A renúncia do papa é assunto para especialistas e vou esperar para ler e ouvir a opinião de Aroldo Murá, um dos maiores conhecedores da religião e da Igreja, a respeito das motivações e repercussões de um gesto inédito nos últimos sete séculos. Bento XVI teve um breve pontificado, sempre sob a sombra do grande papa João Paulo II, que o precedeu. Onde João de Deus esbanjava vitalidade e carisma, encantando os fiéis e confundindo e alarmando os não fiéis, Bento XVI se caracteriza pela sua capacidade intelectual e doutrinária e pela aparente fragilidade física. Vou aguardar opiniões como a do professor Murá.

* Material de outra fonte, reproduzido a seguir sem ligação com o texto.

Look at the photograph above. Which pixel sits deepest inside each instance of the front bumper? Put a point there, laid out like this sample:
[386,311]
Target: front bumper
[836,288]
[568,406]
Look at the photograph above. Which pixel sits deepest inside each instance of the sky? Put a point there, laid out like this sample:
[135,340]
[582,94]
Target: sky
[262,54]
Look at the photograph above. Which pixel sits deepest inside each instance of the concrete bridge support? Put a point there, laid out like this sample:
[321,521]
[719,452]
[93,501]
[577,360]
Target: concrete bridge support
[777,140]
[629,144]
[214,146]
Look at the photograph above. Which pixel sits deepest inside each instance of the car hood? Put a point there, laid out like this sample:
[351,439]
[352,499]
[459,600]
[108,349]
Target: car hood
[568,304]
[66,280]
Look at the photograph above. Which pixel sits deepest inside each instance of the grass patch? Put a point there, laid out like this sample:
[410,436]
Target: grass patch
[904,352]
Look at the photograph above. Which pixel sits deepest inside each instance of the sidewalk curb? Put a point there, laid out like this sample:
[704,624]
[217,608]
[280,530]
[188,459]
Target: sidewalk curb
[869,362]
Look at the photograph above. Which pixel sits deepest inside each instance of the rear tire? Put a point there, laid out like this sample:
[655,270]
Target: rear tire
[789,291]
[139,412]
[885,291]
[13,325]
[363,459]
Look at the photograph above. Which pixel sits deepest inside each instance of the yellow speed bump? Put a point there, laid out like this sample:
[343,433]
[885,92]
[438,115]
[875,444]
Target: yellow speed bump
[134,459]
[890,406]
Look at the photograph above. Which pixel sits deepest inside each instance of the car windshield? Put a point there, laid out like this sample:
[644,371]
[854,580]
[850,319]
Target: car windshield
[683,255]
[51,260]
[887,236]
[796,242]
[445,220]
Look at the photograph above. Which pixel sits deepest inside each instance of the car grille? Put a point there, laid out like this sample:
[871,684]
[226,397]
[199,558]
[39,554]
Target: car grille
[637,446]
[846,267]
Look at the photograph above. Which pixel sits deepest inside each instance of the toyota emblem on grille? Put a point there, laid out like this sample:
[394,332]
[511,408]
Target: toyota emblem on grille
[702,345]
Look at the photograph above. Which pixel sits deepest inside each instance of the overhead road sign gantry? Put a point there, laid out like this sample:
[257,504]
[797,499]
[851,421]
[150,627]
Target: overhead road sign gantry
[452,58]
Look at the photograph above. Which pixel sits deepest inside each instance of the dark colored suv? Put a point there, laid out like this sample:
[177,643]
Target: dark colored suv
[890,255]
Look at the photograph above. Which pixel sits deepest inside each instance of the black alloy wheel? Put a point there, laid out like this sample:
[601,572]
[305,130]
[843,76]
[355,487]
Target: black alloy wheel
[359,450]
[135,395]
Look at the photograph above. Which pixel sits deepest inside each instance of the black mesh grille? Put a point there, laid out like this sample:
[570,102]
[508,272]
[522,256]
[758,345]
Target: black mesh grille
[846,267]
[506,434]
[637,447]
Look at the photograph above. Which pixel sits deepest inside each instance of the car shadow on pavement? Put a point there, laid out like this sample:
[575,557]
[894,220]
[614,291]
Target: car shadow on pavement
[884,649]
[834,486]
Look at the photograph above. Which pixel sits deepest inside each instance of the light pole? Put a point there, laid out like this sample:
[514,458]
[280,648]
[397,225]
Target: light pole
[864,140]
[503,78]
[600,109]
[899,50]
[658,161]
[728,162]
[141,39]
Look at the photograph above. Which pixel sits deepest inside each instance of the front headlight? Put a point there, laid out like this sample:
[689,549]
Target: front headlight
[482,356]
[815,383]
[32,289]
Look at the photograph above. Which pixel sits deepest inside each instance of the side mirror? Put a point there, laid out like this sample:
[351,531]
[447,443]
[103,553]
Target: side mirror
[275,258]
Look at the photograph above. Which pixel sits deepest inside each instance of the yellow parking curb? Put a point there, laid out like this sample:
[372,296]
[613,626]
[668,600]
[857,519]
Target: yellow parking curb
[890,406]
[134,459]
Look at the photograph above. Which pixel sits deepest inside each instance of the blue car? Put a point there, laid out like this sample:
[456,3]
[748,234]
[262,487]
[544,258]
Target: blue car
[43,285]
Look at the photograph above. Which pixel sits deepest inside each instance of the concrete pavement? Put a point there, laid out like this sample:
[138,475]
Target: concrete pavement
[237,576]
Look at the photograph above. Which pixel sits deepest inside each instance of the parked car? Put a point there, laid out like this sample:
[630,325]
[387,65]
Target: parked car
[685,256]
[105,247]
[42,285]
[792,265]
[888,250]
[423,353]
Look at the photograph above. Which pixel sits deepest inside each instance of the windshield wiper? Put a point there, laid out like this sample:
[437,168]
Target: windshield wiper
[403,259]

O aceno de um tratado de livre comércio entre Estados Unidos e União Europeia tem um potencial estratégico colossal e mudará – se e quando concretizado – o equilíbrio estratégico do mundo. Ao fundo, muito mais que ampliar a corrente de comércio e de investimentos entre os dois continentes, trata-se de conter a China, que nos últimos 15 ou 20 anos estabeleceu as bases de uma dominância econômica e de influência capital no mundo exatamente pela miopia do mundo capitalista ocidental, encantado com os baixos custos de produção e o tamanho do mercado interno chinês até descobrir tardiamente que esse sucesso chinês trazia com ele vários acessórios não desprezíveis: US$ 3 trilhões ou US$ 4 trilhões de reservas financeiras, cujo manejo pode abalar e desestabilizar os mercados mundiais; um exército desproporcionalmente grande e bem equipado, especialmente quando se leva em consideração que o Japão só dispõe de uma minúscula força de autodefesa; e uma marinha crescentemente poderosa e cada vez mais disposta a mostrar presença nos mares orientais. Os Estados Unidos já haviam iniciado um redirecionamento de sua força militar para "conter" a China, como se lê crescentemente na imprensa especializada, mas um tratado que leva à consolidação de um superbloco econômico – com US$ 30 trilhões de PIB, facilidades para o desenvolvimento comum de ciência e tecnologia e para a circulação de capitais – é algo totalmente diferente e poderoso.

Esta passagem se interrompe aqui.